Donors and those they fund need to have a conversation about an acceptable degree of risk-taking in the march toward finding new, innovative approaches to drive improved outcomes. For some organizations, this may be one project a year or a modest set of activities, for others experimentation may cut across a large swath of their portfolio. Both parties need to understand that innovation doesn't happen without taking risks, and when you take a risk, failure is a possibility. If failure happens, fail fast and fail forward. Make failure matter to inform and improve your next set of actions. Too often, nonprofits and those that fund them, say "failure isn't an option." Instead as a sector we should agree that it is time for us to be bold, act with urgency and embrace risks with the potential to produce exponential returns.

4. "Doing Good" and Making Money Can Work Together.
Doing well and doing good are not mutually exclusive.
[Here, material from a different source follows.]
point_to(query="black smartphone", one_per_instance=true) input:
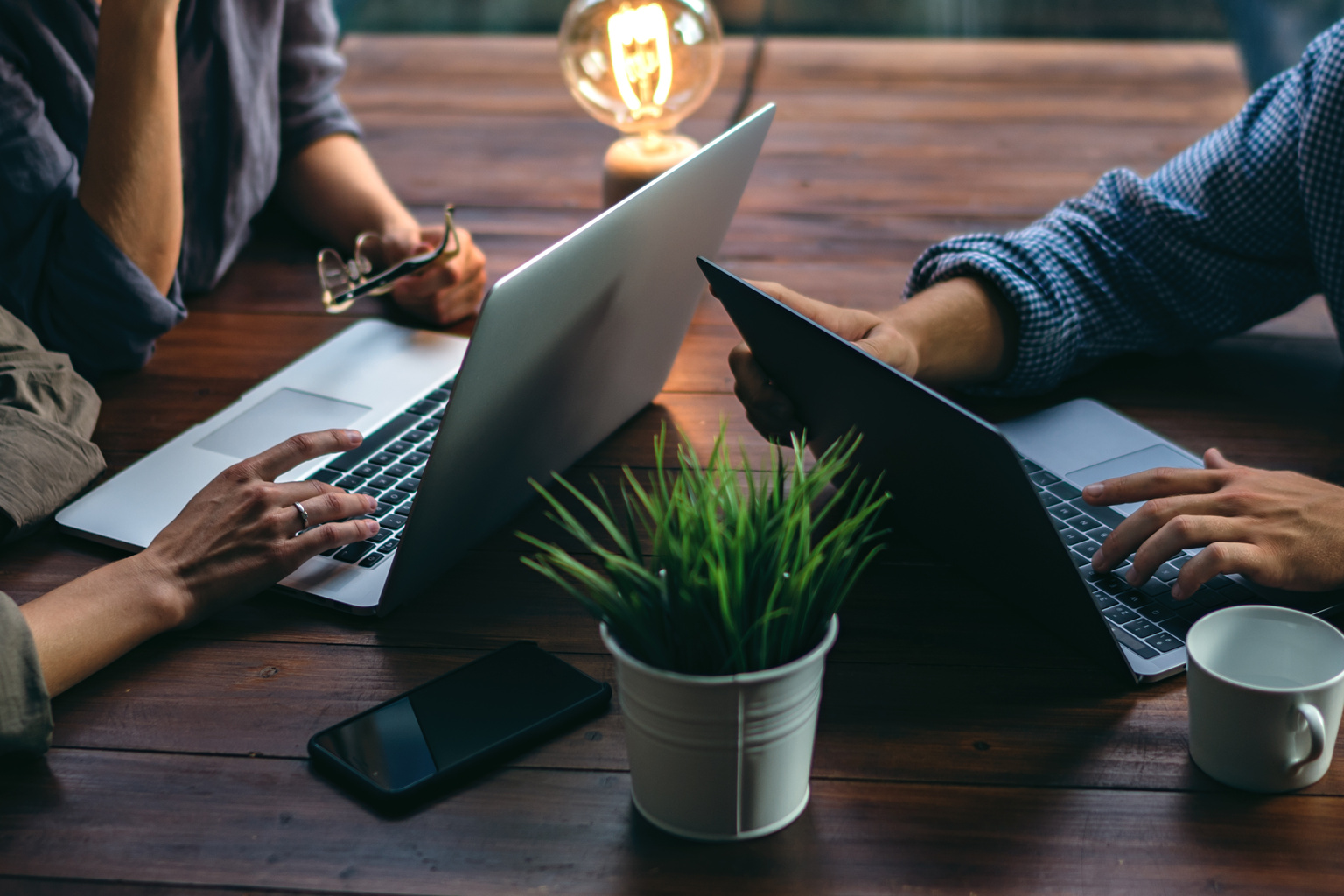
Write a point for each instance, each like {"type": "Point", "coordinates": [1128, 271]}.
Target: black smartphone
{"type": "Point", "coordinates": [458, 724]}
A burgeoning movement -- impact investing -- presents new opportunities for individual philanthropists, family offices, private foundations, private investment firms and venture capitalists to deploy capital for companies that have social returns.

Companies like Warby Parker, Patagonia, TOMS, Revolution Foods and others have proven that companies that the tie a social mission into their business purpose can be successful. And recent research from Duke University and others has demonstrated that social impact investments can be financially profitable and generate social improvement and community benefits.

There is significant momentum amongst corporations, governments and individuals who are increasingly interested in the potential of investing in their communities with programs that "do good" and create returns. In June of last year, nearly 30 corporations, banks, foundations and individuals, including Prudential, the Omidyar Network and Capricorn Investment Group came together at the White House to announce their joint commitment to invest more than $1.5 billion into companies and funds that strive to generate positive financial and social returns.

5. Philanthropy Is Everyone's Business.
There is an old African proverb that says, "If you want to go fast, go alone. If you want to go far, go together." For too long, addressing daunting challenges in our communities has been left to the job of government and nonprofits -- often leaving business on the sidelines. But in our experience over nearly two decades at the Case Foundation, we've found that cross-sector approaches that give business a seat at the table, often result in greater impact. For too long, business has been on the sidelines when many of the key strengths represented by the sector -- from marketing to technology to strategic planning -- are crucial to building efficiency, scale and impact. It's time to invite them in. We need an all-hands-on-deck approach that leverages the strengths of all sectors -- including business, as we aim toward our goal of strengthening our communities and lifting opportunities for all.